High-quality comprehensive health care is provided to all residents. Primary health care is delivered by 27 well-equipped health centres throughout the country. Secondary care is provided at the main government hospital, Salmaniya Medical Complex (SMC), which has an oncology services centre equipped with the latest diagnostic and treatment technology. The Bahrain Defence Force Royal Medical Services hospital is another major general secondary hospital, serving primarily Bahrain Ministry of Defence employees and their families. King Hamad University Hospital is the third largest government hospital, with 373 beds. Secondary care is also provided by six private hospitals.

Registry structure and methods

The BCR collects data on tumour type, anatomical site, and histology, and data on tumour stage, basis of diagnosis, and hospital of treatment and referral.
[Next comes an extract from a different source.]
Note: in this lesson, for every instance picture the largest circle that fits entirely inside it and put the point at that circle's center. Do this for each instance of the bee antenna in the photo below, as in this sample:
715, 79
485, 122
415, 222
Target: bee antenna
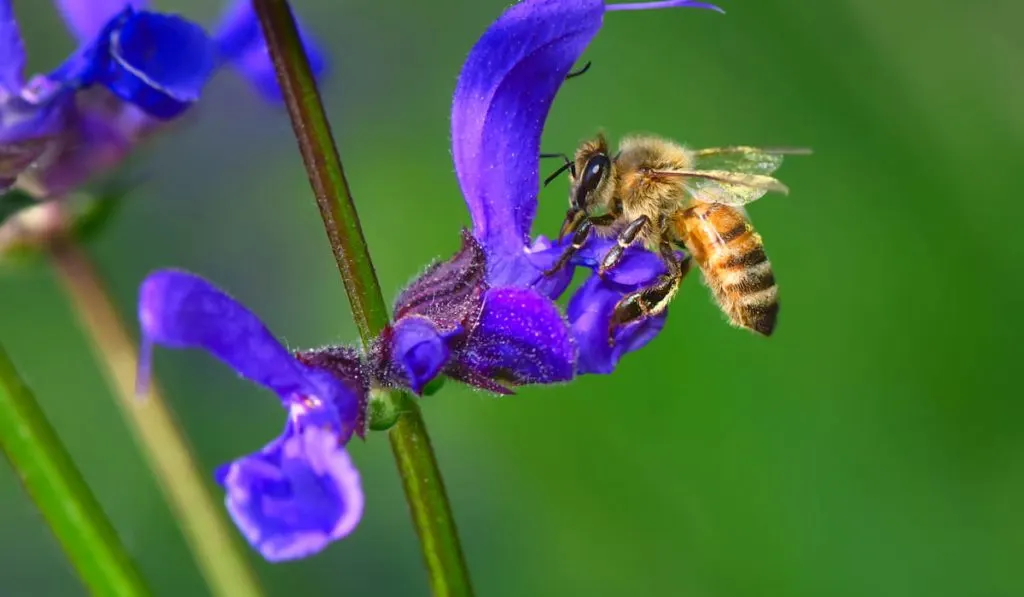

The information is then added to the registry database and checked for duplication and consistency using CanReg4. Cancer notification became mandatory for all physicians in 1994. In 2010, an electronic notification form was made available to all health care facilities. BCR registrars also perform active data collection by visiting sources to abstract data. Residents diagnosed abroad are traced through the SMC’s Oncology Outpatient Register, and data are subsequently extracted from their medical records.

Interpreting the results

Some underreporting of cases treated in private hospitals or abroad is expected. However, Bahrain is a small country, and its free cancer treatment facilities are located in a single public hospital, providing the opportunity to identify previously unreported cases. Cases are also identified through the national death register. Duplication and cases of unknown age are uncommon due to the unique identification number assigned to each resident.

Use of the data

The registry regularly publishes statistical reports on the distribution of various types of cancer by age, sex, and nationality. These reports are used by health planners and policy-makers to address cancer-related issues, allocate resources, and evaluate cancer prevention and control activities.